Today we feed the steampunk looks and style with pretty much everything connected to the Victorian drinks, even with the spoons for absinthe. There are such crafty workmanship, that keep 19th century alive and steaming. Many fiction authors of that era have had favorite drinks to enjoy. Back then, not just the idea of mixing spirits had been innovative, but everything else, that goes with it. All the small details, like ice, fruit, sugar, herbs and so on, that helps build the structure of modern equivalent of a Victorian cocktail. Great example for a drink, that travels in time and had preserved the antiquated flavors of 19th century is the punch Sangree. Its tasty descendant is the modern times Sangria. If you want to bring a whiff of steampunk to your party, you can always rely on an amazingly crafted glass bowl of Sangria. The Cock Tail itself, makes its way all the way back, from the Victorian London bars. It is a feast drink, combining sugar (or syrup), rye whiskey (brandy/rum//gin), bitters, water and sprinkled ground nutmeg. Other Victorian alcoholic drinks, that nurtures steampunk style mixed drinks are the well known gin-sling, mint julep and sherry-cobbler.

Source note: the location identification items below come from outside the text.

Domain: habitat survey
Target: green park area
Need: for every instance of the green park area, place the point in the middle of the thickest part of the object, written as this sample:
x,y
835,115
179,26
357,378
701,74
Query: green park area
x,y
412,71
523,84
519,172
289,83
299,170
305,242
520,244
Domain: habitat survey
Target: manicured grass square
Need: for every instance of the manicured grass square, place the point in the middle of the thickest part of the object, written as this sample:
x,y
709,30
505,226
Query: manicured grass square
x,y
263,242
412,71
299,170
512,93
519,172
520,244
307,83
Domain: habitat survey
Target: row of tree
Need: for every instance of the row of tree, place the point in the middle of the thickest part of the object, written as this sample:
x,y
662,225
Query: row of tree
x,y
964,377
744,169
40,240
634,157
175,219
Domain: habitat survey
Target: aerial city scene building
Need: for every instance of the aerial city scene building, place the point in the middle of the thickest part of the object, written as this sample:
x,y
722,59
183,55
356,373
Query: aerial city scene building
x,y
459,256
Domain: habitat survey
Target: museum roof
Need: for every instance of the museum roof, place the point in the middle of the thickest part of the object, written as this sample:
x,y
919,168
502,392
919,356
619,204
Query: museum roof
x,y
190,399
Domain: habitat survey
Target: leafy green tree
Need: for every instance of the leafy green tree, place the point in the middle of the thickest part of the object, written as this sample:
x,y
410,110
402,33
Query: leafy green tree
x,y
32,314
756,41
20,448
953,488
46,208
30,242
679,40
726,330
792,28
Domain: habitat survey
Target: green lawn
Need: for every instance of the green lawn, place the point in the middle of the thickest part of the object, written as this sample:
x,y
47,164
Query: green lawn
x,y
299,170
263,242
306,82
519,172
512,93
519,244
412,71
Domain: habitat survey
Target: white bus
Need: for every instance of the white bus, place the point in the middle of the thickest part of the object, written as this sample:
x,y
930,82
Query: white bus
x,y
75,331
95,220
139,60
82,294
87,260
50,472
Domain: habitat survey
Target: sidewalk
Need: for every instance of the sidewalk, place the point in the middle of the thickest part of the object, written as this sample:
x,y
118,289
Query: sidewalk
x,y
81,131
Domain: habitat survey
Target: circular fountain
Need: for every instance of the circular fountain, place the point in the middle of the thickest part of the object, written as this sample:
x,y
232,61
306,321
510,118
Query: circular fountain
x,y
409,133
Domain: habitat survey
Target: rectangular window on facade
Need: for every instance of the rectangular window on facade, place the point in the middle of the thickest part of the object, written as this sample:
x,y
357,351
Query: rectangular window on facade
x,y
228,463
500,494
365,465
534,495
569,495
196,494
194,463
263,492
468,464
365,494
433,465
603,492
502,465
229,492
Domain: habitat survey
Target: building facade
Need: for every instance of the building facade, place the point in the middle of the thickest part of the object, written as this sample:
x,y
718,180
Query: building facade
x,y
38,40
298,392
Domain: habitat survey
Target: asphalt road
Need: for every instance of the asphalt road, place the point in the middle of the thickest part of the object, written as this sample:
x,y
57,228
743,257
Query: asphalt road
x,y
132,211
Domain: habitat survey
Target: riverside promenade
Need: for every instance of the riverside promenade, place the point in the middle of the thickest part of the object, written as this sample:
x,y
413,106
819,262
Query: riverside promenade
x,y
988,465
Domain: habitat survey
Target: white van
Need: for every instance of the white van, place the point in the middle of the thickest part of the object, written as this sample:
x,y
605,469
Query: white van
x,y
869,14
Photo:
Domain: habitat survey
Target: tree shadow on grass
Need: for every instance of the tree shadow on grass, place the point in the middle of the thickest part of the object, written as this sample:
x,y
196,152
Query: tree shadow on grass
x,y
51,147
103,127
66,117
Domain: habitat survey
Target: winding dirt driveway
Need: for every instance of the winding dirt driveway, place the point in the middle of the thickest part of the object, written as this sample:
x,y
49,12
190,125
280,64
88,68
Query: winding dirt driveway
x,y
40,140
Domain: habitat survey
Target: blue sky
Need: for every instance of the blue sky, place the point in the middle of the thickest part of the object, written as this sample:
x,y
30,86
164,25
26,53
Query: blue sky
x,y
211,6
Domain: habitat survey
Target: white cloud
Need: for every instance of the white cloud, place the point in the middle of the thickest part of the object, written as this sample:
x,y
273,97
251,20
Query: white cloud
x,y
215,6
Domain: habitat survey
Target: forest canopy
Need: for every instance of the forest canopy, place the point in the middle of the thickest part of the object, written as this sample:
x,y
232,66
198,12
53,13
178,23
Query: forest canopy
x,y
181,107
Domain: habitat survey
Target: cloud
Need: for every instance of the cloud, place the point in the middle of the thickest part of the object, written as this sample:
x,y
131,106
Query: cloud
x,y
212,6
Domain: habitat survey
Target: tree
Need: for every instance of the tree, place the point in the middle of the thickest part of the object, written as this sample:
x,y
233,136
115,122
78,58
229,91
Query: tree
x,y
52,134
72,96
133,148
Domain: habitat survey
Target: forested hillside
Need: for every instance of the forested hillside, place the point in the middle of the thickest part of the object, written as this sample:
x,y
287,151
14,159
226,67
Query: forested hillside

You can pretty much Steampunk a lot of cocktails and mixed alcoholic beverages. This style can be added to the way your glasses look, the method and “steam powered” machinery you use to pour and mix the ingredients. Here are some famous fiction writers of the era and some of their favorite drinks, that are reachable today too:
- H. G. Wells – he is known to be a bourbon lover. It has been enjoyed also in a cocktail. That drink is rich in anise flavor. In it, the bourbon takes a step back and let the anise be in the first row. Helping blend the flavours are dry vermouth and bitters.
- K.W. Jeter – he is known to be more of a beer man. Which is probably the easiest way to enjoy his drink of choice today.
- F. Scott Fitzgerald – his favorite had been gin. He favored it, because it was actually undetectable on his breath. Cocktail of choice – Gin Rickey.
- Tim Powers – he never really got into mixed drinks. Favorable drink – neat scotch.